Closed Systems vs Chaotic Systems
The fact that computers have mastered games like chess is nothing short of incredible. There are more potential chess games than there are atoms in the known universe. And mastering Go is even more impressive.
But, these are systems with very defined rules and boundaries.
I would say self driving cars also falls into this bucket. At the end of the day, the rules of the road are pretty basic: stay in your lane, adhere to traffic signals, and don’t hit anyone. I would surmise that the computer vision aspect is orders of magnitude more difficult to reign in than the actual driving part.
For chaotic systems, on the other hand, artificial intelligence will have a more difficult path to mastering. As mentioned previously, financial markets, at a macro level, might fall into this bucket. A model in this domain may behave well when conditions are typical. But if variables extend well outside the bounds of the historical data set or interactions between variables haven’t been properly captured by the model, it’s actions could fare far worse than a skilled practitioner that relies on judgement.
How Can We Stand Apart
Depth over breadth. As mentioned earlier, I’ve already noticed that LLM’s perform quite poorly when asked very in-depth questions about fields that I’m intimately familiar with. This knowledge gap will probably close over time, but this seems like a reasonable strategy for the foreseeable future.

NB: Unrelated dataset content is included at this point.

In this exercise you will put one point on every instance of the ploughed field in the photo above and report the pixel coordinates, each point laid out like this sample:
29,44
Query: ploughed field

Don’t forget breadth. In the same vein, humans are incredible at making analogies across domains. Knowing a little bit about many topics and having the ability to marry ideas between them to form new ideas is a super power.
Avoid professions where your primary function is simply summarizing data and/or providing surface level interpretation. This is where AI will continue to thrive.
Avoid professions where the primary function is performing repetitive tasks, even if complex.
Pursue evolving fields. You can effectively outrun AI in these domains.
One of One. Any topic or problem where the sample size is very small will be less ‘solvable’ by conventional ML solutions. Become the person that tackles unique problems.
Be willing to view the world in a way that veers from consensus…obviously, don’t be contrarian for its own sake — 1+1 will always equal 2. But having an intimate understanding of a topic area offers the ability to frame problems in ways that offer better insight.
In a world where machines are getting better at doing the average, our edge will continue to lie in the non-average.